Research, design, and implement solutions for fault tolerance, performance optimization, capacity management, and configuration control across diverse cloud operations.

Cultivate a repository of reusable components, templates, and intricate code segments to expedite project delivery.

Maintain an unwavering commitment to personal growth and development, encompassing both technical and product-oriented domains.

Establish ownership and accountability as cornerstones of your approach, both in terms of project timelines and the steadfast maintenance of system uptime and production SLAs.

Implement data-driven practices by curating and constructing comprehensive metrics encompassing system performance, infrastructure, platform health, and business impact.

Actively engage in mentoring and guiding fellow team members, fostering a culture of continuous learning and improvement.

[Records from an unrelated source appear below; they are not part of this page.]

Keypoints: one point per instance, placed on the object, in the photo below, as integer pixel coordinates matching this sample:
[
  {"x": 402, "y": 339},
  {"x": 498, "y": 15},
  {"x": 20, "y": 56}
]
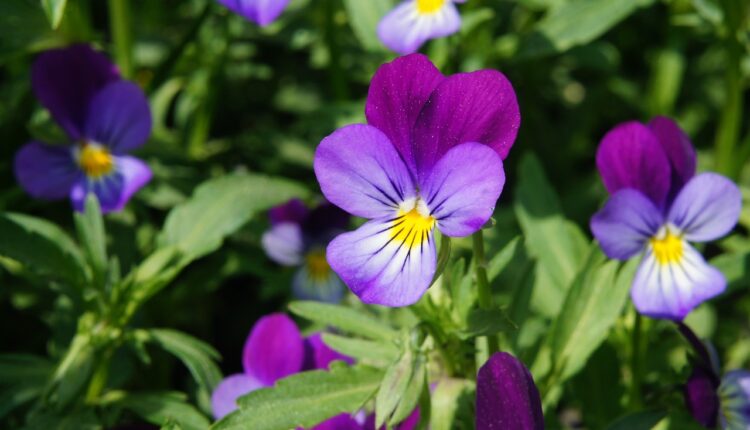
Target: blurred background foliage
[{"x": 230, "y": 97}]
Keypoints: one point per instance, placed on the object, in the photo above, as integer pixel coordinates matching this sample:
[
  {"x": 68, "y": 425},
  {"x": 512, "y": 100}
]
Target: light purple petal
[
  {"x": 404, "y": 29},
  {"x": 463, "y": 188},
  {"x": 672, "y": 290},
  {"x": 119, "y": 117},
  {"x": 224, "y": 398},
  {"x": 293, "y": 211},
  {"x": 630, "y": 156},
  {"x": 477, "y": 107},
  {"x": 283, "y": 243},
  {"x": 507, "y": 397},
  {"x": 275, "y": 349},
  {"x": 262, "y": 12},
  {"x": 65, "y": 80},
  {"x": 115, "y": 189},
  {"x": 360, "y": 171},
  {"x": 707, "y": 208},
  {"x": 625, "y": 224},
  {"x": 46, "y": 171},
  {"x": 678, "y": 148},
  {"x": 381, "y": 269},
  {"x": 319, "y": 355},
  {"x": 398, "y": 92}
]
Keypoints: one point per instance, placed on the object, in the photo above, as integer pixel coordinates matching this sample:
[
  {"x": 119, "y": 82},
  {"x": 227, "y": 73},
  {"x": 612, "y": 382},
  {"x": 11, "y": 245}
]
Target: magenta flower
[
  {"x": 507, "y": 397},
  {"x": 657, "y": 207},
  {"x": 414, "y": 22},
  {"x": 430, "y": 158},
  {"x": 298, "y": 237},
  {"x": 261, "y": 12},
  {"x": 274, "y": 349},
  {"x": 104, "y": 118}
]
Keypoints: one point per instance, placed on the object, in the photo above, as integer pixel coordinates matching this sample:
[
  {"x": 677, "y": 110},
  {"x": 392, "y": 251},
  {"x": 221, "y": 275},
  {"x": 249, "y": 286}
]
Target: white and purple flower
[
  {"x": 104, "y": 118},
  {"x": 414, "y": 22},
  {"x": 657, "y": 206},
  {"x": 430, "y": 158},
  {"x": 298, "y": 238}
]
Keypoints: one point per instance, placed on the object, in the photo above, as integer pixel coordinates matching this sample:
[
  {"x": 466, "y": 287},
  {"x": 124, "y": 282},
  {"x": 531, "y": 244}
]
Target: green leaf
[
  {"x": 42, "y": 246},
  {"x": 54, "y": 9},
  {"x": 219, "y": 207},
  {"x": 198, "y": 356},
  {"x": 304, "y": 399},
  {"x": 364, "y": 17},
  {"x": 347, "y": 320},
  {"x": 161, "y": 408},
  {"x": 360, "y": 349}
]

Participate diligently in on-call duties and contribute expertise in the resolution of major issues to ensure the resilience of our systems.



Key Requirements

    • 8+ years of experience in building scalable, highly critical distributed systems.
    • B.Tech in Computer Science or equivalent from a reputed college.
    • Excellent programming skills in Python / Go or Ruby or any other popular language.  Shell scripting is de facto.
    • Encouraging and building automated processes wherever possible.
    • Experience in working on highly interdependent and complex multi-service architecture.
    • Strong in Networking (triaging, packet loss, routing, protocols, TCP/IP stack), OS, and Docker / Containerization
    • Knowledge of Distributed Systems' fundamental principles (architectures, micro-services, high availability, elections)
    • Thorough understanding of cloud service delivery infrastructure ecosystem, operational processes, and orchestration models
    • Excellent skills in investigating and troubleshooting complicated systems/platforms and identifying key points of failure.
    • Monitoring & Logging best practices
    • Experience in configuration/infra provisioning management systems: Ansible, Terraform.